Rozdział 30

4.3K 282 18
                                    


-Alice!- z łóżka gwałtownie wstał Harry

-Wiesz co?- spojrzałam na niego- Pieprz się

-Ale to nie jest tak jak myślisz, my tylko rozmawialiśmy- próbował tłumaczyć się brunet

-I do tego była potrzebne wam łóżko?- zapytałam ironicznie- A ty suko- spojrzałam na Kylie- Lepiej nie pokazuj się już w domu, bo jak jeszcze raz cię tam zobaczę...- nie dokończyłam tylko mocniej zacisnęłam pięści

-Alice, czekaj!- krzyknął za mną Harry- Zaczekaj

-Czego?- zapytałam wychodząc z mieszkania

-Przyszła tylko pogadać, bo chciała bym z tobą porozmawiał, bo podobno kazałaś się jej wyprowadzać z domu- warknął w moją stronę

Wpierdolę jej!

-I ty jej wierzysz?! To ona powiedziała, że mam się wynosić, bo znalazła sobie nową współlokatorkę- próbowałam się bronić

-Nie kłam- prychnął

-Nie kłamie- krzyknęłam z frustracją- I wiesz co?- zapytałam patrząc na niego- Koniec z nami

-Co?- zapytał jakby się otrząsając

-To co słyszałeś- po moim policzku spłynęła pojedyncza łza

-Chcesz znowu tak po prostu odejść?

-Mam kogoś- mentalnie przybiłam sobie w czoło, bo to mogło być najgorsze kłamstwo jakie wymyśliłam

-Masz kogoś?- zapytał

-Po prostu to koniec, okej?- powiedziałam po chwili

-Koniec?- zapytał z uśmiechem- A w ogóle był początek?

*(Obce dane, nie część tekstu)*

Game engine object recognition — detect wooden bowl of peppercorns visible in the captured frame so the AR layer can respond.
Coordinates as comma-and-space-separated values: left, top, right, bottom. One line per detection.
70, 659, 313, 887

-Pieprz się- warknęłam z łzami w oczach

-Właśnie mam zamiar- spojrzał na swoje drzwi w, których stała Kylie, a ja odwróciłam się na pięcie i odeszłam w przeciwną stronę

Dupek

Obejrzałam się jeszcze ze łzami, by zobaczyć jak Harry wchodzi do mieszkania, a Kylie obejmuję go w biodrach.....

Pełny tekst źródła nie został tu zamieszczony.